If I Just Keep Moving

“If I can just keep the car moving,” I said to Laurel, “I think we’ll be okay.”

Earlier last Friday, I had marveled at the way the snow surrounded the house, blowing, swirling, sticking to windows on every side.





Schools had announced their closures the night before. The hospital had called twice to reschedule appointments that family members had for Friday. The pool — actually the whole sports facility where I work — had decided to close pre-snowstorm.

But the swim meet was still on.

Swim meets are never canceled.


Bud shook his head in disbelief, but handed me the keys to the car that has better snow tires.

And off Laurel and I went, driving the 80+ miles to Half Moon, NY.

The roads were bad.

“Take a picture,” I told Laurel, handing her my phone and quickly returning my hands to the steering wheel. 

It was white-knuckle driving time.

I usually take back roads, zipping up and down hills, past farms, through hamlets, to save time. Not Friday, though. I chose my route based on which roads I thought would be clearest.

Route 20

Route 20 wasn’t bad when I finally got on it.

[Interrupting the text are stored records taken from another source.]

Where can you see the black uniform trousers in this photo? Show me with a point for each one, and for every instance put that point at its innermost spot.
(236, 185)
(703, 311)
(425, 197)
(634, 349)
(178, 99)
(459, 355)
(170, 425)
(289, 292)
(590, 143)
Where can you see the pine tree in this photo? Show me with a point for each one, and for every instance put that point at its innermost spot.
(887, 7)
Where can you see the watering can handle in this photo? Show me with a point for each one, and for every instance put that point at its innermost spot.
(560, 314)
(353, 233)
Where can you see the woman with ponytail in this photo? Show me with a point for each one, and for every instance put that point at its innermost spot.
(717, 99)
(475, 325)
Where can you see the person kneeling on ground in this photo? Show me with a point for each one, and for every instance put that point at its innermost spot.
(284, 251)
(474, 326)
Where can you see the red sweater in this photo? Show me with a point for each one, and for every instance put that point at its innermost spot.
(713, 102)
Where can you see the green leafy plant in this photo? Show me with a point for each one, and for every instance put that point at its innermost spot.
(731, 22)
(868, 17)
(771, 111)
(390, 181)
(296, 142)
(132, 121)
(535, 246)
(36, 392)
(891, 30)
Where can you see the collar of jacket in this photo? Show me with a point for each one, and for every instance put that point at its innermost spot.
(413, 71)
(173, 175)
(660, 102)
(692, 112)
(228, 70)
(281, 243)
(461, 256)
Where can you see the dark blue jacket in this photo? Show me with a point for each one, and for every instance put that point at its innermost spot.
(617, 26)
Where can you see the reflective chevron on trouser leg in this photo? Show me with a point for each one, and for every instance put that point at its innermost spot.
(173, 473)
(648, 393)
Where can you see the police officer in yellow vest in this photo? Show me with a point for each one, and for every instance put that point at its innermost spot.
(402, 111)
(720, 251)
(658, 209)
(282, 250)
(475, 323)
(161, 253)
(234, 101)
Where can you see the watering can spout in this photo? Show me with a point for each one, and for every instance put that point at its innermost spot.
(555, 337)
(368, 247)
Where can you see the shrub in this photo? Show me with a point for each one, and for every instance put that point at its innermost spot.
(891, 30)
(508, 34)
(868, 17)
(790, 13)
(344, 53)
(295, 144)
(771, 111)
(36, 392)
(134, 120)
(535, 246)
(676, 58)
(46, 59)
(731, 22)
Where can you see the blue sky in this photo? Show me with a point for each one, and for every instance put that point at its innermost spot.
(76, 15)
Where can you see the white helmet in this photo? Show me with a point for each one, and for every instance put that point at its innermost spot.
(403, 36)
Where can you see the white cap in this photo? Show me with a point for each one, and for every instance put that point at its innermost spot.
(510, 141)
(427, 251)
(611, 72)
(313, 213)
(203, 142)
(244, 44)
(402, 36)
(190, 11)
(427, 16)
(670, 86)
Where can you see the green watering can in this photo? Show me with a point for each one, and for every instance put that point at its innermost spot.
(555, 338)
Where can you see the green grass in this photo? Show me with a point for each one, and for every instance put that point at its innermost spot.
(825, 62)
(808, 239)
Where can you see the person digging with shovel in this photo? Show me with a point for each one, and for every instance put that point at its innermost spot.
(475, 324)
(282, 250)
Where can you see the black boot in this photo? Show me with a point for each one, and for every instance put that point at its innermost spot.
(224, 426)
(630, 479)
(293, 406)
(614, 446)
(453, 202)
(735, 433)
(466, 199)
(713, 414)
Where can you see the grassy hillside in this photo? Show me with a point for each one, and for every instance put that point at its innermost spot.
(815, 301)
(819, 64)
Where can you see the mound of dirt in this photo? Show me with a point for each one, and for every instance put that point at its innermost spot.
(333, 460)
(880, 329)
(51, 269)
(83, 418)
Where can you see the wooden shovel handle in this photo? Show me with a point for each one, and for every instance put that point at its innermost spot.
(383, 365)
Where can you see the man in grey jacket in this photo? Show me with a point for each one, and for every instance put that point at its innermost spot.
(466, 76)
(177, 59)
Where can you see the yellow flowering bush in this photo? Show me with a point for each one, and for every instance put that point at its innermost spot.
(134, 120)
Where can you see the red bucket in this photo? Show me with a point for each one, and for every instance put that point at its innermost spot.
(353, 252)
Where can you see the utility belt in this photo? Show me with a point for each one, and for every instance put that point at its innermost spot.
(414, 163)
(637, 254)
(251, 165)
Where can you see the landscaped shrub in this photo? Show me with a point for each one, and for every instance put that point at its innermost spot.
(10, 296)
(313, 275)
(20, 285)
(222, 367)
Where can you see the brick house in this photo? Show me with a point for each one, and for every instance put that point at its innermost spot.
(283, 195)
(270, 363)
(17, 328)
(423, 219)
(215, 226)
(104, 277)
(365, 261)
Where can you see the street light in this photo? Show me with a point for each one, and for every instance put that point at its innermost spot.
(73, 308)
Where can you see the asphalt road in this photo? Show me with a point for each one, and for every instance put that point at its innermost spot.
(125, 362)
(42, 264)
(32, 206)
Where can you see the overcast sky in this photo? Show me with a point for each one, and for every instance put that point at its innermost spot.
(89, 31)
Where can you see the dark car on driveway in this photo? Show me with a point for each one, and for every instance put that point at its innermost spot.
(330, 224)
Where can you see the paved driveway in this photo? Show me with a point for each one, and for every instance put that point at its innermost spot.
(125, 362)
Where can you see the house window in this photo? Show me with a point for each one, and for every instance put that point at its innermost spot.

Not bad, but not great either.

The viewable area in my windshield grew smaller and smaller as the wipers got caked with ice.

“I have to stop and clean the wipers,” I told Laurel — but there was nowhere to stop. The plowed lane was narrow and the shoulder non-existent.

We passed a huge Walmart truck leaning at an odd angle in the median and covered with snow. I wondered how long it had been there.

We passed an SUV down an embankment. “Do you think anyone is in that car?” Laurel asked.

“I don’t know, but I can’t stop,” I told her. “It wouldn’t be safe.”

I watch a state trooper in my rearview mirror pull over beside it. He put his flashers on for safety, and I assume he went to check.

Grimly we drove on.

“I’m going to stop at that gas station,” I said to Laurel, “so I can clean the wipers.”

But I couldn’t see the entrance and the brakes didn’t want to cooperate, so I continued driving.

30 mph seemed optimum. If I slowed, the car skidded. If I went faster, I felt like I was flirting with out-of-control.

“If I keep the car moving,” I said to Laurel, “I think we’ll be okay.”

We pressed on.

Past the tree tipped into our lane.

Past more vehicles off to the side.

Past snowmobilers.

Past 4-wheelers with plows attached.

Past bundled-up people with shovels who made me think of people bailing out sinking ships with tea cups.

Once we got to Albany, the roads were fine. The last little jaunt up to Half Moon was easy.

I sighed with relief when we checked into our hotel.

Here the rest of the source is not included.